Megan Kendrick
Ph.D. Candidate, Department of History
Believe it or not, the walls of buildings do in fact talk; well, at least the walls of hotels in Los Angeles. And they have a lot to say that is not about (or not just about) the celebrity guests they might offer refuge to from time to time. “Hotels,” says Megan Kendrick, a doctoral candidate in the USC Department of History who specializes in urban history, “are very central in the creation of the identity of a city, because they are projecting, they are advertising the city.”
“My main interest,” says Megan, “is how cities are shaped; that is, how they are officially planned, but also how they are constructed in our imagination. I have always been keenly interested in architecture and the ways in which buildings express ideas and shape lived experience.”
In her first two years at USC, through a special fellowship, Megan collaborated with researchers at the USC Center for Sustainable Cities. The Center engages in multidisciplinary research and education on the environmental, social and economic sustainability challenges facing metropolises today. The Sustainable Cities program, “opened my eyes on what it means to be part of a large collaborative project,” admits Megan, and “I really enjoyed being able to bring a historical perspective to the work being done there.”
Megan was born and raised in Southern California and that, she says, pushed her to focus on the hotels of Los Angeles and the stories they tell about the city. “When you are growing up and driving around on the freeways, you really don’t know what you’re looking at. I developed this curiosity. I wondered, why do these buildings look so bland? Why does L.A. look like it has no, or just very little, history?” But that’s a superficial reading, says Megan. You need to look a little deeper. If you do, you will find that “L.A. is fascinating. It is just that what you perceive or expect historic architecture to be has a different form here; it takes on a different shape.”

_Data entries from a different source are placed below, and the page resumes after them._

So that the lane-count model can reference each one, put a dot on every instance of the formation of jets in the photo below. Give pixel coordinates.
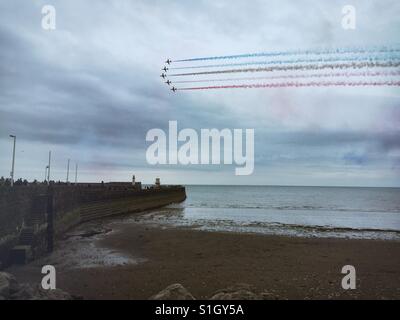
(164, 75)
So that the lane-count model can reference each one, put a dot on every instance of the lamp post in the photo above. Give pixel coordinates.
(48, 169)
(13, 161)
(68, 170)
(76, 173)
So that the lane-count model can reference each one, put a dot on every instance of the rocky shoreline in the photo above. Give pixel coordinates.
(127, 259)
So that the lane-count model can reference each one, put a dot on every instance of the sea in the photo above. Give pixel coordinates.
(338, 212)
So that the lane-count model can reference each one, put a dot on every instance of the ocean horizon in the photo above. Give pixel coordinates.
(306, 211)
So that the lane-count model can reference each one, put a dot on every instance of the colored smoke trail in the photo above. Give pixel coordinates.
(309, 60)
(296, 52)
(299, 76)
(296, 67)
(298, 85)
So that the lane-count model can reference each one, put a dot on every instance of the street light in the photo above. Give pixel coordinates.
(13, 162)
(68, 171)
(48, 169)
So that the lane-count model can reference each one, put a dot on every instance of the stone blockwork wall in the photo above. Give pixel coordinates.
(72, 205)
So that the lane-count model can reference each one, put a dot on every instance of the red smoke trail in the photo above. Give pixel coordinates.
(296, 67)
(299, 76)
(298, 85)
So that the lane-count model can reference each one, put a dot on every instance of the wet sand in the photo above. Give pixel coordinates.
(204, 262)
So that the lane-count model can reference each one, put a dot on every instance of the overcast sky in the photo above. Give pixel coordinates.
(90, 90)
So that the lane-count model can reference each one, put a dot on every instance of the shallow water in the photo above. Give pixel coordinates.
(365, 213)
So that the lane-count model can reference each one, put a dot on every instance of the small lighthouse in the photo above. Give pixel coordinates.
(158, 184)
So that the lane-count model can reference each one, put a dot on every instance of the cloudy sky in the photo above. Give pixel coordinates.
(90, 90)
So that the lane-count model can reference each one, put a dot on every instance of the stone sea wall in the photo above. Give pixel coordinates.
(33, 216)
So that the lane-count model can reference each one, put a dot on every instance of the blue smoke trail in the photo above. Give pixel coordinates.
(296, 52)
(308, 60)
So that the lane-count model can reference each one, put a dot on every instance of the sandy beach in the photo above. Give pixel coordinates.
(148, 258)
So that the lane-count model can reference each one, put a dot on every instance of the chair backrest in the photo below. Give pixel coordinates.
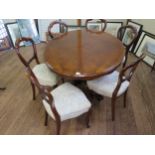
(61, 28)
(96, 24)
(128, 35)
(44, 91)
(126, 73)
(34, 56)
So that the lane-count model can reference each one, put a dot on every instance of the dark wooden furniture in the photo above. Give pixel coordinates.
(115, 84)
(2, 88)
(23, 60)
(125, 75)
(51, 107)
(120, 35)
(62, 27)
(83, 55)
(99, 21)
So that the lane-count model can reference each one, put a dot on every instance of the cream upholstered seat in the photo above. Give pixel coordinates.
(44, 75)
(69, 101)
(106, 85)
(115, 84)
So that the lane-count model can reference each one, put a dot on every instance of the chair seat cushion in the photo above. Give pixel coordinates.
(106, 85)
(69, 101)
(44, 75)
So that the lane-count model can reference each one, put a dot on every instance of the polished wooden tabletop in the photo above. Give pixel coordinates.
(84, 55)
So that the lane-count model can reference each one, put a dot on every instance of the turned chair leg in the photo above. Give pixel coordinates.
(88, 119)
(46, 119)
(113, 108)
(125, 95)
(58, 127)
(33, 91)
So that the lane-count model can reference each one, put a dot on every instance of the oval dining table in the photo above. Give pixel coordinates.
(84, 55)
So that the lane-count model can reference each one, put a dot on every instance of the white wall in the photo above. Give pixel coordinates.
(148, 24)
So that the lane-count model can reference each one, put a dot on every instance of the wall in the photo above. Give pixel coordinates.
(9, 20)
(148, 24)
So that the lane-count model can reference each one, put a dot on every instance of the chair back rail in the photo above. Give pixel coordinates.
(98, 21)
(126, 74)
(34, 56)
(63, 28)
(120, 36)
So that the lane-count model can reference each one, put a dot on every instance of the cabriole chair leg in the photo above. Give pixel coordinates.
(46, 119)
(153, 67)
(33, 91)
(113, 108)
(58, 127)
(88, 119)
(125, 95)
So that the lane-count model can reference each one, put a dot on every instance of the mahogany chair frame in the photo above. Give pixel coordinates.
(47, 96)
(61, 24)
(2, 88)
(23, 60)
(120, 35)
(125, 74)
(99, 21)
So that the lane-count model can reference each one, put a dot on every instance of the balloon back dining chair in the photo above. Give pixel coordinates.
(45, 76)
(62, 103)
(128, 35)
(56, 29)
(115, 84)
(96, 25)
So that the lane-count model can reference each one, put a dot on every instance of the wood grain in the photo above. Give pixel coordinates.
(84, 55)
(19, 115)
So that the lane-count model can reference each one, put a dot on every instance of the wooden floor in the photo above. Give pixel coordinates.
(19, 114)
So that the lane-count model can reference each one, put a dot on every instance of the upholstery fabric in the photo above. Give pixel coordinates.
(44, 75)
(106, 85)
(69, 101)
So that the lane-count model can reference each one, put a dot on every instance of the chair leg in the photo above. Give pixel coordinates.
(125, 95)
(113, 108)
(153, 67)
(58, 127)
(46, 119)
(33, 90)
(88, 119)
(2, 88)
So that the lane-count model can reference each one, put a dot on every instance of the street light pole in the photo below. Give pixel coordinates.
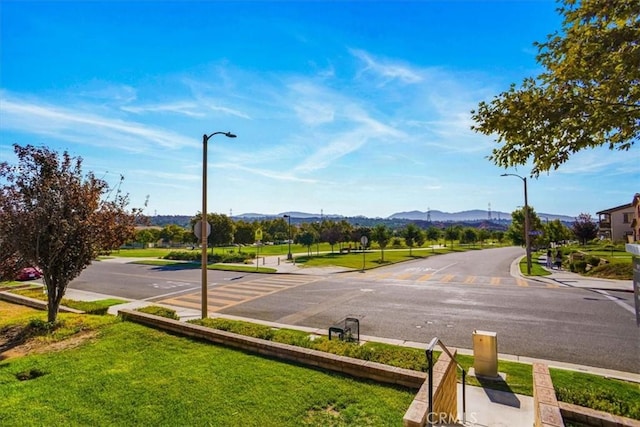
(289, 256)
(203, 223)
(527, 237)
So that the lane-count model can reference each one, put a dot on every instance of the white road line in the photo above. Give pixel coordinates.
(171, 293)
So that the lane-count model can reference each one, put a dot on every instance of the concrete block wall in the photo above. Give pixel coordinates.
(545, 404)
(34, 303)
(591, 417)
(445, 396)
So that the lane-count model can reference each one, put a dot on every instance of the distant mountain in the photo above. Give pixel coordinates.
(474, 215)
(297, 215)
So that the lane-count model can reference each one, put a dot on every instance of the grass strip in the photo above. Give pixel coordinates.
(133, 375)
(592, 391)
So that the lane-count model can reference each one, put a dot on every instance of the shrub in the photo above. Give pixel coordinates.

Megan’s dissertation research, supported through a fellowship from the John Randolph Haynes and Dora Haynes Foundation, covers 70 years of Los Angeles history, from 1880 through 1950. A long list of hotels, some landmark sites and others less known, yet equally interesting, are the storytellers in Megan’s research. Among those hotels featured in her research are the Raymond Hotel in South Pasadena, the Biltmore Hotel in downtown Los Angeles, the Roosevelt in Hollywood, the Figueroa (initially a hotel just for women), and the Hotel Somerville (renamed Dunbar in 1929, it was built by an African American Angeleno, John Alexander Somerville, and was intended to provide first–class amenities to African Americans). Megan argues that hotels have served as a vanguard in the shaping and imaging of the city. “Throughout different phases of urban planning history, influenced by distinct systems of transportation, hotels have played a leading role in the way Los Angeles has been planned, formed, and imagined.”
A chapter–size, web–based companion to her dissertation, entitled ‘Virtual Tourisms,’ was created in 2005–2006 when Megan was a Provost fellow and part of the Annenberg School for Communication’s Digital Dissertation Program. The ‘Virtual Tourisms’ project exposes, according to Megan, “what lies behind the façade of the ‘picture perfect’ postcard [of a city].” The website allows users to adopt one of four specific historical identities, which will then limit and direct their experiences within a virtual tour of the late nineteenth century Los Angeles tourist landscape. Arranged formally as a travel album, the website provides users with the freedom to browse through topics dealing with travel, regional identity, and the space of the tourist hotel, while all the time being confronted with unexpected sights and realities. “Whether the user selects to take on the identity of an upper–class white woman, or a lower–class Chinese merchant,” says Megan, “ the site continually puts the two into conversation through unanticipated encounters.” Megan is currently seeking to have ‘Virtual Tourisms’ published in an online journal.
Megan will be graduating this year, and plans to submit the final draft of her dissertation to her committee just in time for the arrival of her third child (she and her husband are already the happy parents of twins). Looking ahead, “professionally, my first goal would be to teach,” she says. “But I am keeping my options open. I’ve done some work with architectural preservation and I really enjoyed it. Beyond teaching though, I would be interested in a career which would allow me to participate in the preservation of Los Angeles’ unique history.”